Key debates and quoted remarks
Board members spent substantial time debating how narrowly to write minimum qualifications so the district could both broaden the applicant pool and ensure incoming counsel had education- and student-law experience. Ms. Batista, the district’s current general counsel, told the board: “Student rights, FERPA, ESE and contract review are the areas that we have the most volume in our office.”
Board member Mr. Severo pressed for high standards during the search: “I want the best. I want the brightest,” he said, arguing the district should not lower standards to expand the applicant pool.
Several board members argued for broader minimum qualifications as a way to cast a wider net and rely on the screening process to sort candidates; others favored keeping education/school-law explicitly in the minimum to ensure coverage of ESE and FERPA matters.
Process notes and next steps
Staff described two main recruitment paths: an internal search run by the district’s talent-acquisition team (lower direct cost; staff estimates advertising costs of roughly $5,000–$8,000 if additional marketing is requested) and an external executive search (industry fee typically 20–35% of first-year salary; some firms will accept flat-rate searches but procurement requirements could affect timing and cost). The board asked HR to begin internal outreach immediately and to report application totals and high-level screening results at the Nov. 12 board meeting.
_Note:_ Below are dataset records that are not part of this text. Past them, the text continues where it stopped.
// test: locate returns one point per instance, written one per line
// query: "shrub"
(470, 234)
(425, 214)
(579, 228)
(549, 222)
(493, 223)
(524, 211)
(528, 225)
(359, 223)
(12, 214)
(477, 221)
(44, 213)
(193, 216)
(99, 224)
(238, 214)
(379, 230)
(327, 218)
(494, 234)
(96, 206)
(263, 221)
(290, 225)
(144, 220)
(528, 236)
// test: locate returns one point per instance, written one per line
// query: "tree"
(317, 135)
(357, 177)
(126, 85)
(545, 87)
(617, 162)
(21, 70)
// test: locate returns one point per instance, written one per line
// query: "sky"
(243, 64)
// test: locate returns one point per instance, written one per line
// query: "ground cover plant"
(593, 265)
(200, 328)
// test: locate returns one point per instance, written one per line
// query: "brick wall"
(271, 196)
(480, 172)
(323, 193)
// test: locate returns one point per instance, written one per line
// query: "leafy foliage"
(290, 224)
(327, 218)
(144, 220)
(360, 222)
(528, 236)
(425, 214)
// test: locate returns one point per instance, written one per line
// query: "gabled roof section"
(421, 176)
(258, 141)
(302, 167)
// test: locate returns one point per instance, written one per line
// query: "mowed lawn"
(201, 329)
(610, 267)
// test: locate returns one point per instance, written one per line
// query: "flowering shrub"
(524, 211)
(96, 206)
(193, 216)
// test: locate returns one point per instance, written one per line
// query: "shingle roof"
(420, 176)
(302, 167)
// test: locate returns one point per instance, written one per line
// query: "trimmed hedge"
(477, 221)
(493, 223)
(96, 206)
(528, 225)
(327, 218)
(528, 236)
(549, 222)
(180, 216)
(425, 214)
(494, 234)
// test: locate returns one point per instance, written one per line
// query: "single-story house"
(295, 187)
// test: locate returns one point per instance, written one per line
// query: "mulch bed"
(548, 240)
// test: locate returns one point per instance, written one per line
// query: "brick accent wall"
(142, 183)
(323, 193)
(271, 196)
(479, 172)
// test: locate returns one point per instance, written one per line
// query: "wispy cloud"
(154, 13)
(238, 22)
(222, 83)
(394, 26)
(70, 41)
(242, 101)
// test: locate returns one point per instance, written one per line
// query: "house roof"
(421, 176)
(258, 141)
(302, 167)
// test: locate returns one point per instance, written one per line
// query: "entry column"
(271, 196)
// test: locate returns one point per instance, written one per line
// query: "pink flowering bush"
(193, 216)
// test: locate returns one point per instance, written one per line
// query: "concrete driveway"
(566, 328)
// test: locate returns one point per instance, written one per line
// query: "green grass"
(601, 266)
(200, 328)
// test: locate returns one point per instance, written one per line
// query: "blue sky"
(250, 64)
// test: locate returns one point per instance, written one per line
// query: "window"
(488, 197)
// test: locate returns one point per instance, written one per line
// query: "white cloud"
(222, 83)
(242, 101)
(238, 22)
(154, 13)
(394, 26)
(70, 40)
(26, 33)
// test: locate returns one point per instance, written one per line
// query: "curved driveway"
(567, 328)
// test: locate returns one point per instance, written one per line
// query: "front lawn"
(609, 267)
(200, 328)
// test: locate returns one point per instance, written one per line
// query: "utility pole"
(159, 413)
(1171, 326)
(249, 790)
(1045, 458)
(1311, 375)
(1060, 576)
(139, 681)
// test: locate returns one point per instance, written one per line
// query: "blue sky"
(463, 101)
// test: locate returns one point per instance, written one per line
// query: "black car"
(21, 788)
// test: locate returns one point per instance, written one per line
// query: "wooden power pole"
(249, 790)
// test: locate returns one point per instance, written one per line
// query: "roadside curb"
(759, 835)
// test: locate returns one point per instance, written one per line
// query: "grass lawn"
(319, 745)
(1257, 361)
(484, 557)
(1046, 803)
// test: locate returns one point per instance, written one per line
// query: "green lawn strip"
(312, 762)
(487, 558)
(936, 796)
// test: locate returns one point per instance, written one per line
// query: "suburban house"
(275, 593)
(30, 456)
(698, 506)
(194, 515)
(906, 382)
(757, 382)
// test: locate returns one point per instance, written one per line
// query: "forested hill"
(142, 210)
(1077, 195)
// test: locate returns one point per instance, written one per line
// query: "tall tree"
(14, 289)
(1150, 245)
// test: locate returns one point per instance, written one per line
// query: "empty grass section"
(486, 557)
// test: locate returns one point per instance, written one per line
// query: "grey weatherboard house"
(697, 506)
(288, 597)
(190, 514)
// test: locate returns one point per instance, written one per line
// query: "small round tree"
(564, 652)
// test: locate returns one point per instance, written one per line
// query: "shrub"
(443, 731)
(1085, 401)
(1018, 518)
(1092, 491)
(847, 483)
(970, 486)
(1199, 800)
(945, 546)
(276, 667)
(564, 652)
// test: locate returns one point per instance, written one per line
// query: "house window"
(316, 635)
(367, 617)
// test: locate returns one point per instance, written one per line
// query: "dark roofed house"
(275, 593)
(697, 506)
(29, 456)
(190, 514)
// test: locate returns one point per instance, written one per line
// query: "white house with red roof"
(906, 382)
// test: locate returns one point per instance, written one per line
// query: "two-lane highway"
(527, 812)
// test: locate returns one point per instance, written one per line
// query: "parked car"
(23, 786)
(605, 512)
If the internal pool is judged insufficient at that Nov. 12 update, the board will consider an external search; the Legal Services Committee will meet (publicly noticed) to review and recommend finalists to the full board. Applications will include a standard application and a cover letter addressing candidate background; the board rejected requiring an initial video and instead asked for cover letters in the application packet.
Votes at a glance (recorded in the meeting transcript)
- Replace minimum “education/school law” language with 10 years’ experience and litigation experience in two or more specified areas: passed by roll call, 7–2. - Add “experience with education and/or school law” to preferred qualifications: passed by roll call, 6–3. - Add “knowledge of parliamentary procedures” (certification preferred) to preferred qualifications: passed unanimously. - Begin internal search and report back to board on Nov. 12: passed unanimously. - Legal Services Committee to evaluate and recommend finalists; appoint Board Member Leonardi as committee chair: passed (Leonardi appointed by board vote). - Adopt final amended general counsel job description: passed unanimously.
What the record does not show
The transcript records extensive discussion about specific wording, board certification, and what constitutes “education law” versus “school law,” but it does not include any final candidate names, contract amounts for the general counsel position, or a final decision on an interim appointment. Staff said they have an internal candidate willing to serve as interim, but no interim was formally appointed in the hearing.
The board scheduled the Nov. 12 follow-up to review the applicant pool and to confirm whether an external search is necessary.